Does that mean that market has already painted China black and then it is trying to find everything to fit that picture?

I think in a certain sense the markets have got themselves into a slightly dyspeptic mood and they tend to take everything negatively – they are overshot. Markets reflect economic prospects and therefore as they become reality, markets come back. But They can also influence the future, so one of the risk factors is the negativity of the market and policymakers can lean against that. But it is rather a nervous time at the moment.

Do you see the Middle East falling off the edge because of oil?

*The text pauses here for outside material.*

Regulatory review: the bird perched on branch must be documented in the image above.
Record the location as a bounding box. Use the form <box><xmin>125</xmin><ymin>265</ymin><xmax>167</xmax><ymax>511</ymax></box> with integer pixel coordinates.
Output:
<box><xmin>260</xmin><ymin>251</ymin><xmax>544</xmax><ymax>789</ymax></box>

At the global level, there are winners and losers with the fall of oil. The losers by large are the oil exporters and producers for example in the US, shale produces employment and capital. But there are a lot of winners, which is basically all the oil importers. That’s the reason why it’s hard to get negative about the global economy when 70 pc of the US GDP is consumption and more and more dollars are being put into the pockets of the US consumers. Japan, China and Europe too are importers. So for the global economy this re-adjustment in the oil market which to a large extent reflects the Shale revolution (revolution that stimulated the production of oil and natural gas in the US) that in itself is driven by technological innovation. Also, on the demand side the composition of GDP is becoming less energy intensive because we are moving into an informationbased economy. Technological innovation allows us to be much more efficient with the use of energy. All these factors when we come back to the Middle East, suggest that governments there are oil producers and exporters and many of them have been doing this in the past but they will have to refocus more on strengthening and diversifying their own economies and making them more resistant. They still have a lot of oil, even if the prices are low, they are exporting a lot of it and getting revenues also but they may have to adjust their economics and also in some cases social welfare systems to a different reality. Because oil at USD 30-40 is different from oil at USD 110-120.

Are they doing anything in that regard?

I am not an expert on the Middle East so I can’t comment on the country by country report but there are certainly examples. The UAE has been trying to diversify their economy for many years and some other gulf states too.